In the last few weeks, there has been a bit of moaning and whining from some progressives in Washington claiming that state efforts to expand health care would be "disastrous" because, well, some in D.C. think anything that doesn't come from D.C. is inherently bad. The Progressive States Network, on whose board I serve, has ably countered this nonsense with data and facts, showing how the one of the best ways to achieve universal health care is for states to continue leading on the issue and to ultimately work in tandem with the federal government in the future, when Washington finally finds the political will to pass meaningful federal health care reform.

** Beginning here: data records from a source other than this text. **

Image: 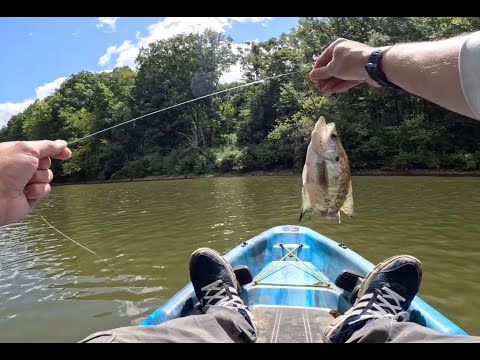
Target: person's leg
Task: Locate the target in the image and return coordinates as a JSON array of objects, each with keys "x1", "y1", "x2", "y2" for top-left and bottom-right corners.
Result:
[
  {"x1": 81, "y1": 248, "x2": 257, "y2": 343},
  {"x1": 323, "y1": 255, "x2": 480, "y2": 343}
]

When I say the states are leading, that is no understatement. At a time when Washington politicians of both parties have miserably failed to deliver on health care promises, progressives in states like Wisconsin are aggressively moving forward with proposals that could finally begin our country's march toward universal health care. In a new article for the American Prospect, Wisconsin State Sen. Jon Erpenbach and Progressive States' executive director Joel Barkin explain what Wisconsin is considering and why it is so important. Erpenbach is the author of Wisconsin's bill and chair of the Senate committee that passed the bill, so he knows his stuff.
After you read over that article, I hope you'll join the Progressive States Network's national conference call today at 12 noon EST to discuss the bill and how it can be replicated in states all over the country.
I wish I could say I was surprised by progressives in Washington attempting to rhetorically undermine the courageous work of Wisconsin and other states, but frankly, I wasn't. Washington is a weird place. It is a city where, for instance, Republicans can publicly argue against providing health care for American children because they claim there might be a tiny possibility illegal immigrant children would also receive health care. And it is a city where some progressives apparently feel their relevance is injured if Washington isn't the center of attention -- even though, of course, most major movements in American history didn't start in Washington but in the states.
When it comes to the big issues of the day, Washington seems to have no problem naysaying and navel-gazing, even when people are dying. Beltway naysaying and navel-gazing is what has led to the absurd situation whereby the vast majority of Americans want an end to the Iraq War, and yet the Congress refuses to act to end the war and stop the killing. We can't let that same thing continue to happen on health care.
At a time when 18,000 Americans are dying each year because they don't have health insurance, polls show the majority of Americans want the government -- state or federal -- to provide universal health care to all Americans. That means we need to shove aside the Wise Old Experts of Washington and get focused on working to achieve universal health care at ALL levels -- and especially at the state level where real successes are already happening.